Tingere, tintura
L’arte di far assumere particolari sfumature e tinte a filato, tessuto e altro materiale, mediante vari procedimenti e l’impiego di sostanza colorante, era nota e praticata prima dei giorni di Abraamo e probabilmente è antica come l’arte di tessere. Per fare il tabernacolo e gli abiti sacerdotali, gli israeliti usarono filo turchino, fibre di colore scarlatto e lana tinta di porpora rossiccia. (Eso. capp. 25-28, 35, 38, 39) Quella della tintura, che anticamente era un’attività prevalentemente domestica, finì in vari luoghi per diventare una vera e propria industria. Gli antichi egizi erano noti per i colori particolarmente vivaci dei loro tessuti (Ezec. 27:7) e, dopo il declino dell’Egitto, Tiro e altre città fenicie acquistarono importanza per le loro tintorie. La scoperta di impianti per tintorie in tutta la Palestina indica che anche gli ebrei erano abili tintori.
ANTICHI PROCEDIMENTI
Il procedimento seguito nella tintura variava da luogo a luogo. A volte veniva tinto il filato, mentre in altri casi si tingeva il tessuto finito. Sembra che il filato venisse immerso nella tintura due volte, e dopo la seconda immersione veniva strizzato per ricuperare la preziosa tintura, poi veniva steso ad asciugare.

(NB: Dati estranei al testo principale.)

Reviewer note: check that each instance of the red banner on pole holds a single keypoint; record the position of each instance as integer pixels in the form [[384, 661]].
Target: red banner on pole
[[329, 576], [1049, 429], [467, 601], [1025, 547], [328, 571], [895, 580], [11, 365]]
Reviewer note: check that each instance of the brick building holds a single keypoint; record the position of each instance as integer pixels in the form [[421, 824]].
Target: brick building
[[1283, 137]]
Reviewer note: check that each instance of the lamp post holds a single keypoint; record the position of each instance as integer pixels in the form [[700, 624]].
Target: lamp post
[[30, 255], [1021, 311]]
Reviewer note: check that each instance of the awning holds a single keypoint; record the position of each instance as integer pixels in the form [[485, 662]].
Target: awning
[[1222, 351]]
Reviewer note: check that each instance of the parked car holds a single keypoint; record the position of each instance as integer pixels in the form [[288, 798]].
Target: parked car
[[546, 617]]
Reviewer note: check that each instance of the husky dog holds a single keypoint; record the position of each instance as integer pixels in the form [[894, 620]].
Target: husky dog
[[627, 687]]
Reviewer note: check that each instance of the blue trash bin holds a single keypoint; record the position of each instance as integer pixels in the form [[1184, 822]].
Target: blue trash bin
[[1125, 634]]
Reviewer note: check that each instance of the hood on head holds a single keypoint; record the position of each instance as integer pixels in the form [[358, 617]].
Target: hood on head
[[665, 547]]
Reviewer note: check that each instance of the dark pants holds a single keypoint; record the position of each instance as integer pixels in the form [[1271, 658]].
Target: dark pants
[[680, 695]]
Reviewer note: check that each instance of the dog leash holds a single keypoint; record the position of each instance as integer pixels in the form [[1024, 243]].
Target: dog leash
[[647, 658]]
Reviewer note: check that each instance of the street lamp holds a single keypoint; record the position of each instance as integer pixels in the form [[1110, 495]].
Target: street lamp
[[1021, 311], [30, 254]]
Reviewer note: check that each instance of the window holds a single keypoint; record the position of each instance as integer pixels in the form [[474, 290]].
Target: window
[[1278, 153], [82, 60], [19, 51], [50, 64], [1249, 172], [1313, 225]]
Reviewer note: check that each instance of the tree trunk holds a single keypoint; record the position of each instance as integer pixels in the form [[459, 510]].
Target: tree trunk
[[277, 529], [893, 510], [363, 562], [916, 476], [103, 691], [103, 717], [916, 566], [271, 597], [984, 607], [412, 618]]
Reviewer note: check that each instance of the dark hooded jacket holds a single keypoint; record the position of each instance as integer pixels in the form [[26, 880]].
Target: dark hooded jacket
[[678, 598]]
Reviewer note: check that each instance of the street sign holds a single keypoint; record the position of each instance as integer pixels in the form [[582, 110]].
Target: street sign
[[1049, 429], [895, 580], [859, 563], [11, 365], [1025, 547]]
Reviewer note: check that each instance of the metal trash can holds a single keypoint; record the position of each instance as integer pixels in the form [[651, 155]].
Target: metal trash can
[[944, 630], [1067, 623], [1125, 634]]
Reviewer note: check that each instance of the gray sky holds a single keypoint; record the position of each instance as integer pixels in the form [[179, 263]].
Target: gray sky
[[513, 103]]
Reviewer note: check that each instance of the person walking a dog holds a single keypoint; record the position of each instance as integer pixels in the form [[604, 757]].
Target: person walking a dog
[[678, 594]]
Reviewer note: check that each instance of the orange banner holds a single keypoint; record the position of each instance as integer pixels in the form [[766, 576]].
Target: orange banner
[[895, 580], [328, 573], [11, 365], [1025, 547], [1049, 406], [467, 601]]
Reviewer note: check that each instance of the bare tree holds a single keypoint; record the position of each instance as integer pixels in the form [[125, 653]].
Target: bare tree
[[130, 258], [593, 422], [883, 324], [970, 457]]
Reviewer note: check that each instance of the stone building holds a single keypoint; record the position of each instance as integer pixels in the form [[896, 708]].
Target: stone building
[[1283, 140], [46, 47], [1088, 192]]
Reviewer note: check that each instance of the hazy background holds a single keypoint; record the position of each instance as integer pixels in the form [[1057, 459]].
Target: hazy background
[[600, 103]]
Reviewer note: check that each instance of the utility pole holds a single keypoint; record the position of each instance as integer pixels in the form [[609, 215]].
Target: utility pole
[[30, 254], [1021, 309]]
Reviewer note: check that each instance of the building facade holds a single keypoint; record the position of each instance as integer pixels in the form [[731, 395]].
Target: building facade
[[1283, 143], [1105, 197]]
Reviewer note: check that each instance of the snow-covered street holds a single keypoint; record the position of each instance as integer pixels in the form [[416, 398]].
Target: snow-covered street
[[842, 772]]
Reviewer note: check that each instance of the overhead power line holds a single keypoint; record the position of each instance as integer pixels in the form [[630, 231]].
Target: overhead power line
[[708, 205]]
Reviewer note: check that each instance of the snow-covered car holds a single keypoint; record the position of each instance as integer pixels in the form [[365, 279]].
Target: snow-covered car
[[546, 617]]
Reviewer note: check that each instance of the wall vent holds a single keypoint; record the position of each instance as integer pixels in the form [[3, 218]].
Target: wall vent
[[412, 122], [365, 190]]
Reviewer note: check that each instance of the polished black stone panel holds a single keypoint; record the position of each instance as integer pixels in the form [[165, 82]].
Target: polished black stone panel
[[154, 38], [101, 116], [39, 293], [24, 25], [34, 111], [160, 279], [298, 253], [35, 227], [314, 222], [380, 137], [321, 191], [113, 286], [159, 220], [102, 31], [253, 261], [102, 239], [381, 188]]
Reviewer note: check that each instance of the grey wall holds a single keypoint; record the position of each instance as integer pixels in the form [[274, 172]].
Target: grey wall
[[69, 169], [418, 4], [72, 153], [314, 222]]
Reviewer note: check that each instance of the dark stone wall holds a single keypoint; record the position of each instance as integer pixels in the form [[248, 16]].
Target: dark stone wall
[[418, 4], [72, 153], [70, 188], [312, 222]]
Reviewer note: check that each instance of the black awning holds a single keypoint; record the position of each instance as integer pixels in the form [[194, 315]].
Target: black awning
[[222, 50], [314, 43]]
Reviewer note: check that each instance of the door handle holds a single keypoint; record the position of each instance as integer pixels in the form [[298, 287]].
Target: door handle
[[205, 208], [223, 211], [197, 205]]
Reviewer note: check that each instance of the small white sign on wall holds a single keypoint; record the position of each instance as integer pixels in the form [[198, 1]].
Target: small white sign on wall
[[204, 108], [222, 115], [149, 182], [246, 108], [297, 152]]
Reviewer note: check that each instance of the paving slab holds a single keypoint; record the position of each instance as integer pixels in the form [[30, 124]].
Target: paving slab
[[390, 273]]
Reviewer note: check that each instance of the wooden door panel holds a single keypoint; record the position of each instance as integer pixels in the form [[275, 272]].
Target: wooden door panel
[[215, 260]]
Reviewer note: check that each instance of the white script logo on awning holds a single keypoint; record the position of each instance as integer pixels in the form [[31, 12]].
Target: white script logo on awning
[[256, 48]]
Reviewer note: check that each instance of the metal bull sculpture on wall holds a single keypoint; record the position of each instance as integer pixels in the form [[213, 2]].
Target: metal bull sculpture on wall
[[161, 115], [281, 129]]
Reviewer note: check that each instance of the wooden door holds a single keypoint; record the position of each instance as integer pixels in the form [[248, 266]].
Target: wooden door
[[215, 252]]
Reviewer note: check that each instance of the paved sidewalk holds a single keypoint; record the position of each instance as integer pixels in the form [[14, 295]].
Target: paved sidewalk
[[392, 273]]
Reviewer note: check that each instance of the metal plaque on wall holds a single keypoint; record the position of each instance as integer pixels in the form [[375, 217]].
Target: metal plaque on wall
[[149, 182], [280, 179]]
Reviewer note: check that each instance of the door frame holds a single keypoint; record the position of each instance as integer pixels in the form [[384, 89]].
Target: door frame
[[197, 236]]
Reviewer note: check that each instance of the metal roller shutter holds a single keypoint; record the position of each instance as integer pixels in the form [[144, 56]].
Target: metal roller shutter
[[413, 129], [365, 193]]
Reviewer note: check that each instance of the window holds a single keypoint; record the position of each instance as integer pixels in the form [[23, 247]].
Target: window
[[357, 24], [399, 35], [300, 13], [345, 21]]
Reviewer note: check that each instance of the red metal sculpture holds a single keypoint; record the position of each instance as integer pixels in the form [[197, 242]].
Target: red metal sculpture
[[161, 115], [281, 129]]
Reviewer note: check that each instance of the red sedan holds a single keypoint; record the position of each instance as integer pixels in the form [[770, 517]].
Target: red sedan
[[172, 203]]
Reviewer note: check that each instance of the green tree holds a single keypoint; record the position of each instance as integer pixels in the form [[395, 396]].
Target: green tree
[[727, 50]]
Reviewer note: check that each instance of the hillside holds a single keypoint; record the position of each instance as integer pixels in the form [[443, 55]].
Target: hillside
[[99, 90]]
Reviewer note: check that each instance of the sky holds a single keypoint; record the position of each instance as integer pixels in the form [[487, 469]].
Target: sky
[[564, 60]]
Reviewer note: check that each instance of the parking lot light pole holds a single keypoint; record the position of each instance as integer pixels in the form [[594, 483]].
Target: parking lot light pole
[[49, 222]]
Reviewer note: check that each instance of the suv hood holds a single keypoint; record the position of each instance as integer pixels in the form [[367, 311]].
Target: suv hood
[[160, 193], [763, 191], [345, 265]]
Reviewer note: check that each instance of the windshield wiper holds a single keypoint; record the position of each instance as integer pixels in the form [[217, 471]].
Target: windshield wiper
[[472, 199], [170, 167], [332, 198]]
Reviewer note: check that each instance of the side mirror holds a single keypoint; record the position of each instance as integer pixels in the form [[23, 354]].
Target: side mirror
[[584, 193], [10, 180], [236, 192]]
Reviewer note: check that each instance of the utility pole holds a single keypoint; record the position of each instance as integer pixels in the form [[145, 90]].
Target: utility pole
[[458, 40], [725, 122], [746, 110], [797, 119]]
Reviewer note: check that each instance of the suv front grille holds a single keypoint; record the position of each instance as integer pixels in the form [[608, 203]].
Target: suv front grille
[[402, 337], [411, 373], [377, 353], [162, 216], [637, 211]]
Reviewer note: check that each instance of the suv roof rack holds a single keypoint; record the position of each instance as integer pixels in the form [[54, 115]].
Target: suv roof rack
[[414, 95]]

Ogni materiale doveva essere trattato in modo diverso. Qualche volta, se pur raramente, la sostanza colorante aveva affinità naturale con la fibra da tingere. Ma quando ciò non avveniva, era necessario trattarla prima con un mordente, sostanza che serve a fissare il colore sulla fibra. Per servire da mordente una sostanza deve per lo meno avere affinità naturale con la sostanza colorante, in modo da formare con essa un composto colorato insolubile. Scoperte mostrano che gli egiziani usavano mordenti nella tintura. Per esempio tre dei colori che usavano erano rosso, giallo e turchino, e si dice che tinte del genere non si potevano fissare senza usare come mordente ossidi di arsenico, ferro e stagno.
Evidentemente prima di essere tinte le pelli di animali venivano conciate. Anche in tempi recenti in Siria le pelli di montone venivano conciate con sommacco e poi si applicava la tintura. Una volta che la tinta era asciutta, le pelli venivano strofinate con olio e quindi lucidate. Le scarpe e altri articoli di cuoio usati dai beduini venivano in tal modo tinti di rosso e ricordavano le “pelli di montone tinte di rosso” usate per il tabernacolo. — Eso. 25:5.
SOSTANZE COLORANTI
Lo scarlatto di cocciniglia e il cremisi sono le tinture che hanno origine dalla più antica sostanza colorante conosciuta: un insetto parassitario omottero della famiglia dei Coccidi (il Coccus ilicis). Poiché la femmina viva, grande circa come un nocciolo di ciliegia, sembra una bacca, i greci la chiamavano kòkkos, che significa “bacca”. Un altro insetto degli Omotteri, il chermes (dall’arabo qirmiz), da cui deriva il termine italiano “cremisi”, era comune in tutto il Medio Oriente. Solo le uova di questo insetto contengono un colorante color porpora, ricco di acido chermisino. Verso la fine di aprile la femmina priva di ali, piena di uova, aderisce mediante la sua proboscide ai ramoscelli, e a volte alle foglie, dei lecci. Le larve o chermes vengono raccolte ed essiccate e la preziosa tintura si ottiene bollendole in acqua. Questa è la tintura rossa usata estesamente per gli accessori del tabernacolo e le vesti indossate dal sommo sacerdote di Israele.
L’antica Tiro era famosa per la sua produzione di una sostanza colorante cremisi intenso o porpora detta porpora di Tiro. Pare che i tiri seguissero un metodo di doppia tintura, ma non si sa con che procedimento ottenessero esattamente questo colore. La sostanza colorante evidentemente era estratta da alcuni molluschi Murex e Purpura, infatti lungo la spiaggia di Tiro e nei pressi di Sidone sono stati rinvenuti mucchi di conchiglie di Murex trunculus. Dal momento che la quantità di liquido estratto da ogni mollusco è minima, accumularne una quantità notevole era un procedimento costoso. Perciò la tintura era preziosa e gli abiti tinti di porpora distinguevano personaggi ricchi o altolocati. (Est. 8:15; Luca 16:19) Geova fece descrivere la città fenicia di Tiro dicendo che era ricca di lana tinta di porpora rossiccia e altri tessuti variopinti, e anche ne faceva commercio. — Ezec. 27:2, 7, 24.